[this is an edited excerpt from a book I am currently working on.]
Although there are countless facts about my great-grandmother, Amy Prescott Faulkner Wild, I don’t know, I have recently learned this. My grandfather’s mother, seventeen-year-old Amy Prescott Faulkner, entered the very first class of a brand-new Wellesley College in 1875; she dropped out after one year. My father, vocal that his mother had gone to Radcliffe, never mentioned this. (Like Amy, my “Cliffy” Grandma did not graduate with her classmates either.) Perhaps my father never knew; perhaps his paternal grandmother, unlike mine, was not a storyteller. But most likely Dad, very much a product of his times, may have dated Wellesley women, but utterly failed to appreciate this intriguing bit o’ distaff history.
So how did I discover this? Because in 1940, ten years after husband had died and now living in a modest cottage in Winchester, Massachusetts, Mrs. Benjamin Wild donated two autograph books, signed by her classmates, to her alma mater. Almost as if she’d understood that Wellesley College would consider these page-after-page tributes to the art of nineteenth-century penmanship of historical significance. And therefore, like other alums’ artifacts donated to the college, would be archived in Wellesley College’s Clapp Library. Eventually, her contribution would be digitized. Almost as if my great-grandmother had known that in 2025, one of her descendants would wonder: Who was Amy Prescott Faulkner Wild? And when making an online search, that descendent would discover Mrs. Wild’s 1940 gift online—and would gratefully leaf through those exquisite little books. Almost as if Amy had known how touching it would be for that descendant to read these exquisitely written names, maiden names, of course, the autograph signers’ hometowns—Savannah, Dubuque, Boston—beautifully penned in smaller letters beneath.
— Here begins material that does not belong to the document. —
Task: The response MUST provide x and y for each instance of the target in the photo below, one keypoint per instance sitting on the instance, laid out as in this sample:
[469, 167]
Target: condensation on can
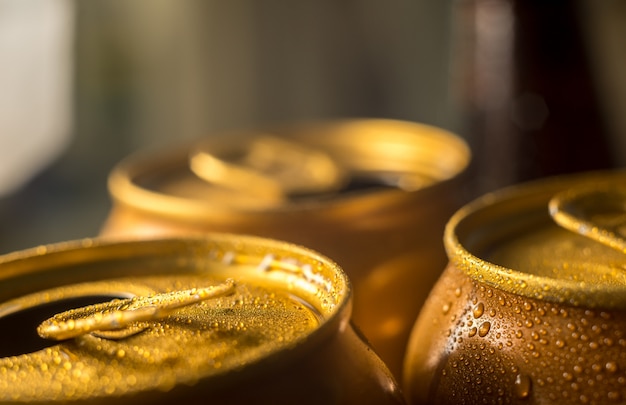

I’d hoped to discover why my great-grandmother had dropped out; sadly, penned names, no matter how artistically written, disclose very little. I did glean a couple of things well-worth my long and rainy trip to Wellesley, however, one of historic import, one significant to my current work.
More than once, Amy’s friends seemed to indicate that during Wellesley’s first year, there may have been some confusion—or tension?—around its identity as a college. More than once, the signers referenced “Wellesley Female Seminary,” the name of the original, preceding institution; one woman wrote “Wellesley—?” As if to say, “What is this place? A finishing school or a college?”
Second, I came upon a gap where two or three pages from that autograph book had obviously been torn out. And was reminded of all the gaps, all the shadowed moments, all the unrecorded or unremembered or binned stories; all the ways we can only know through a glass darkly. Especially when it comes to family history, I think.
It’s almost as if Amy Prescott Faulkner Wild understood that!